MRS. LIRRIPER'S LODGINGS
CHAPTER I--HOW MRS. LIRRIPER CARRIED ON THE BUSINESS
Whoever would begin to be worried with letting Lodgings that wasn't
a lone woman with a living to get is a thing inconceivable to me, my
dear; excuse the familiarity, but it comes natural to me in my own
little room, when wishing to open my mind to those that I can trust,
and I should be truly thankful if they were all mankind, but such is
not so, for have but a Furnished bill in the window and your watch
on the mantelpiece, and farewell to it if you turn your back for but
a second, however gentlemanly the manners; nor is being of your own
sex any safeguard, as I have reason, in the form of sugar-tongs to
know, for that lady (and a fine woman she was) got me to run for a
glass of water, on the plea of going to be confined, which certainly
turned out true, but it was in the Station-house.

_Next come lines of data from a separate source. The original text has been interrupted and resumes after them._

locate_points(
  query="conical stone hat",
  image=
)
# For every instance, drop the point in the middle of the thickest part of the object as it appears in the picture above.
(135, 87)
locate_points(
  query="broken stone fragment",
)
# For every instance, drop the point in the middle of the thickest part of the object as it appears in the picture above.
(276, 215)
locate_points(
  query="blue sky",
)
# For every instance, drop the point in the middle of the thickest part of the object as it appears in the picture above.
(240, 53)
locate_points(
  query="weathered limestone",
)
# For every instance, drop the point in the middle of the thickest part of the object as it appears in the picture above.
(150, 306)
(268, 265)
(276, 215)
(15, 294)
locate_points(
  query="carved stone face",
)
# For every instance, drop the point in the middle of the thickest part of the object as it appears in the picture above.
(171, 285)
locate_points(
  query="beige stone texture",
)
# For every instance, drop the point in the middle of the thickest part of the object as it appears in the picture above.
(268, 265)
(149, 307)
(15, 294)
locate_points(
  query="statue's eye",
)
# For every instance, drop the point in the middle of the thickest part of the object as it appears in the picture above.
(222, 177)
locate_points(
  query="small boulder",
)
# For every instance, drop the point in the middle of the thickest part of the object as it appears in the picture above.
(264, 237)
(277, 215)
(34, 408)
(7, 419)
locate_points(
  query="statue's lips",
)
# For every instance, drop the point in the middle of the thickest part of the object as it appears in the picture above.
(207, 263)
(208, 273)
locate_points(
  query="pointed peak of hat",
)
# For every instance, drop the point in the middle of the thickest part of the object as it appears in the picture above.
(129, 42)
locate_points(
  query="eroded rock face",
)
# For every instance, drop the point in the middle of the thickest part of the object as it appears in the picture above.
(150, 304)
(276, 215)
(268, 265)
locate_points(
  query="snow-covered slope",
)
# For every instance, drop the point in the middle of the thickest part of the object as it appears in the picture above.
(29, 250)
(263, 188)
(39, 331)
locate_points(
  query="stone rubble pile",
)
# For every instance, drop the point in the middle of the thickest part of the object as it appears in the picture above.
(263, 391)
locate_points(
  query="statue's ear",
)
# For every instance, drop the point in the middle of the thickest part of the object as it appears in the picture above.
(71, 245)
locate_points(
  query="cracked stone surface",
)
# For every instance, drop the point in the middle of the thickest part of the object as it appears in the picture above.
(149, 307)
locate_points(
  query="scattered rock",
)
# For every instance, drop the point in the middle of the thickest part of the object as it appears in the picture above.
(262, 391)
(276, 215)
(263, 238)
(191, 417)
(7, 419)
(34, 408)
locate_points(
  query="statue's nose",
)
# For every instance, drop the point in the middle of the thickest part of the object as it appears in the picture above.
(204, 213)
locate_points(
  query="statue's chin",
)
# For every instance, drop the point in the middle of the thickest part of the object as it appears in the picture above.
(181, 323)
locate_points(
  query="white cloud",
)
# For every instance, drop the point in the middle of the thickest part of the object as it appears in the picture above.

Number Eighty-one Norfolk Street, Strand--situated midway between
the City and St. James's, and within five minutes' walk of the
principal places of public amusement--is my address. I have rented
this house many years, as the parish rate-books will testify; and I
could wish my landlord was as alive to the fact as I am myself; but
no, bless you, not a half a pound of paint to save his life, nor so
much, my dear, as a tile upon the roof, though on your bended knees.